In the context of natural language processing, self-supervised learning enables models to learn from unannotated text, rather than relying on manually labeled data, which is relatively scarce and often expensive.

During the training process, an LM is fed with a large corpus (dataset) of text and tasked with predicting the next word in a sentence. In practice, this is often achieved by randomly truncating the last part of an input sentence and training the model to fill in the missing word(s). As the model iterates through numerous examples, it learns to recognize and internalize various linguistic patterns, rules, and relationships between words and concepts. One can say that via this process the model creates an internal representation of language.

During the training process, text sequences are extracted from the corpus and truncated. The language model calculates probabilities of the missing words, which are then slightly adjusted and fed back to the model to match the ground truth, via a gradient descent based optimization mechanism. This process is repeated over the whole text corpus.

The outcome of this training process is a pre-trained language model. By exposure to diverse linguistic patterns, the model is equipped with a foundation for understanding natural language and for generating contextually appropriate and coherent text. Some people refer to such pre-trained models as foundation models.

Exploiting a Pre-trained Model: Fine-Tuning & Transfer Learning

Why and how is a pre-trained model useful?

One way to unlock the potential of a pre-trained model is via the process of fine-tuning. The goal is to further upskill a pre-trained model for very specific tasks or to refine and adapt its general non-specialized knowledge (acquired during the pre-training phase) to more specialized domains.

Fine-tuning may involve further training the pre-trained model on a smaller, task-specific labeled dataset, using supervised learning. This step builds upon the linguistic foundation established during pre-training and enables the model to perform a variety of practical tasks with higher accuracy.

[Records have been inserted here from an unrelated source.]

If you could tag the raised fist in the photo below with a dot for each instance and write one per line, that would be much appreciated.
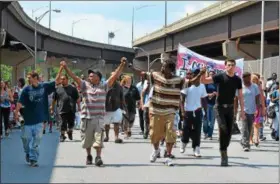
(63, 63)
(203, 69)
(123, 60)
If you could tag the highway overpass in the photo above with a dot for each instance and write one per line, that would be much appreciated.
(18, 26)
(237, 22)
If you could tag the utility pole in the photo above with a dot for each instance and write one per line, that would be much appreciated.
(262, 42)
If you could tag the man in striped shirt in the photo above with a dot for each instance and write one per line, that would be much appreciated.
(164, 103)
(93, 109)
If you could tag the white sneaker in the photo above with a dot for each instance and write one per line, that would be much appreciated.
(183, 147)
(168, 162)
(154, 155)
(197, 152)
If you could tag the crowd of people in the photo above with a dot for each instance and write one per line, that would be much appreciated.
(168, 107)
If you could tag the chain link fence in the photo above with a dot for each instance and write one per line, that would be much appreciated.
(271, 65)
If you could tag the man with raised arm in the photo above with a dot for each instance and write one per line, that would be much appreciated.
(227, 84)
(164, 102)
(34, 98)
(93, 108)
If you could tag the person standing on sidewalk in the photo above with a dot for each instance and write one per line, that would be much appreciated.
(140, 85)
(93, 108)
(227, 84)
(193, 100)
(252, 103)
(114, 104)
(209, 122)
(6, 98)
(35, 100)
(67, 97)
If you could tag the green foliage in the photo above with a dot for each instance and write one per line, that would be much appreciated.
(6, 72)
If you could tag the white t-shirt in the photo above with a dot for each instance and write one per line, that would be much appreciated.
(194, 95)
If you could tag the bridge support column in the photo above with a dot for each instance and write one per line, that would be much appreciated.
(45, 70)
(234, 50)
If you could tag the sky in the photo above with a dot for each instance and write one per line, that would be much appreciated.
(101, 17)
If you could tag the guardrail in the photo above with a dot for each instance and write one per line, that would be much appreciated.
(18, 11)
(216, 10)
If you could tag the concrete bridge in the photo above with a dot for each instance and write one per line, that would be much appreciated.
(237, 22)
(18, 26)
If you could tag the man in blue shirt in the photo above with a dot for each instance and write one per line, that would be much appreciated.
(35, 100)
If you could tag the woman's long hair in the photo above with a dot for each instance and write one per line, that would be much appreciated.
(125, 79)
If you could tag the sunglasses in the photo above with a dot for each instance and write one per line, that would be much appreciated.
(230, 64)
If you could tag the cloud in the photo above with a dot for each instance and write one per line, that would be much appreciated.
(97, 25)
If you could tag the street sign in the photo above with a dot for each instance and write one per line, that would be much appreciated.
(3, 34)
(41, 56)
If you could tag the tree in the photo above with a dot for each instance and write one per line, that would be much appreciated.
(6, 72)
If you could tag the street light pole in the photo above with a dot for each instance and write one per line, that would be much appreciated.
(37, 20)
(262, 42)
(132, 29)
(73, 23)
(133, 12)
(165, 13)
(50, 14)
(147, 54)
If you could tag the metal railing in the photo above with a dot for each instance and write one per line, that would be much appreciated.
(213, 11)
(271, 65)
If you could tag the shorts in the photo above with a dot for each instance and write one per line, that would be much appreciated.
(162, 126)
(92, 132)
(128, 120)
(113, 117)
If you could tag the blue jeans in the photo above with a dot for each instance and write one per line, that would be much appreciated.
(31, 137)
(276, 124)
(208, 125)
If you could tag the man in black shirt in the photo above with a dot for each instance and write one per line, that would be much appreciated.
(114, 104)
(66, 96)
(227, 84)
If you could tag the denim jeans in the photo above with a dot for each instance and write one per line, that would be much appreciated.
(209, 123)
(276, 124)
(77, 120)
(192, 128)
(31, 138)
(246, 129)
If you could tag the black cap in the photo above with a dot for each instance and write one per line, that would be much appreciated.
(95, 72)
(195, 71)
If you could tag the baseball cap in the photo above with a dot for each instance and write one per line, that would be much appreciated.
(95, 72)
(195, 71)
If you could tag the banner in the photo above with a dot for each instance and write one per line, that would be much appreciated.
(41, 56)
(187, 59)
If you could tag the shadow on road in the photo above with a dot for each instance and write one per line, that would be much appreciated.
(13, 166)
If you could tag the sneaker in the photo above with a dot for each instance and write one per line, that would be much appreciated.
(27, 158)
(106, 139)
(168, 162)
(98, 161)
(33, 163)
(118, 141)
(154, 155)
(89, 160)
(168, 156)
(183, 147)
(197, 152)
(62, 138)
(246, 149)
(70, 135)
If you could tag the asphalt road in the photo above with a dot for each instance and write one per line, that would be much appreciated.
(129, 162)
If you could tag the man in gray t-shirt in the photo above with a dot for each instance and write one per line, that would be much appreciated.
(251, 96)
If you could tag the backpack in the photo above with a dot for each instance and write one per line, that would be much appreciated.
(271, 112)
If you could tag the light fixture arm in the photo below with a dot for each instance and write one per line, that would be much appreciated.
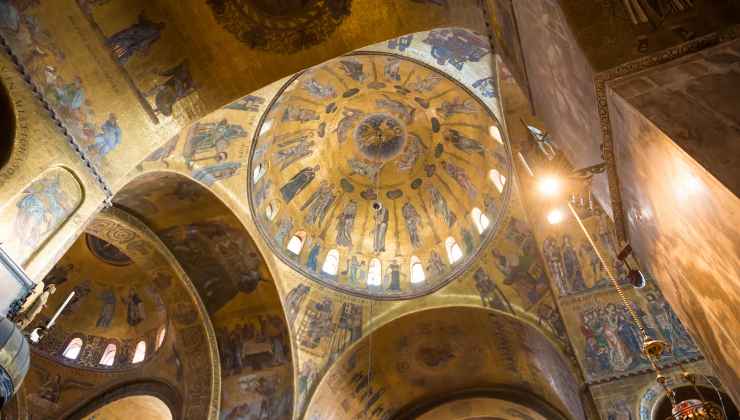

An example is machine translation, where a pre-trained language model can be fine-tuned on a parallel corpus containing sentences in the source language along with their translations in the target language. Through this process, the model learns to map the linguistic structures and patterns between the two languages, ultimately enabling it to translate text effectively.

Another common use of fine-tuning is to adapt a pre-trained model to technical or specialized knowledge domains, such as the medical or legal fields. For example, a pre-trained LM could be fine-tuned on a collection of legal documents to facilitate tasks like understanding and summarization of legal agreements. By doing so, the model becomes proficient in handling the unique vocabulary, syntax, and stylistic conventions prevalent in that specific domain.

A language model can be fine-tuned on medical documents in order to be utilized for specialized tasks in the medical domain.

This process of adapting pre-trained models to new tasks or domains is an example of Transfer Learning, a fundamental concept in modern deep learning. Transfer learning allows a model to leverage the knowledge gained from one task and apply it to another, often with minimal additional training. This concept is not exclusive to natural language processing, and has also been employed in other domains.

From Language Models to Large Language Models

How good can a language model become?

As it turns out, the effectiveness of LMs in performing various tasks is largely influenced by the size of their architectures. These architectures are based on artificial neural networks, which are computational models loosely inspired by the structure and functioning of biological neural networks, such as those in the human brain. Artificial neural networks consist of interconnected layers of nodes, or “neurons” which work together to process and learn from data.

Neurons in the network are associated with a set of numbers, commonly referred to as the neural network’s parameters. The numerical value of these parameters is supposed to represent the strength of connections between different neurons. The parameters within a neural network are adjustable, and they get iteratively updated during the training process to minimize the difference between the model's predictions and the actual target values.

A simple artificial neural network consisting of three layers. The nodes (neurons) in each layer are represented by circles, and the connections between the nodes are represented by lines. The parameters in the network are the numerical values assigned to each connection, which determine the strength of the signal passed between nodes.

In the context of LMs in particular, larger networks with more parameters have been shown to achieve better performance. Intuitively, the more parameters, the greater their “storage capacity”, even though it should be noted that language models do not store information in a way comparable to the standard way storage memory works in computers (hard drives).

Essentially, a higher number of parameters allows the model to “internalize” a greater variety of statistical patterns (via the numerical relationships of its parameters) within the language data they are exposed to. Larger models, however, also require more computational resources and training data to reach their full potential.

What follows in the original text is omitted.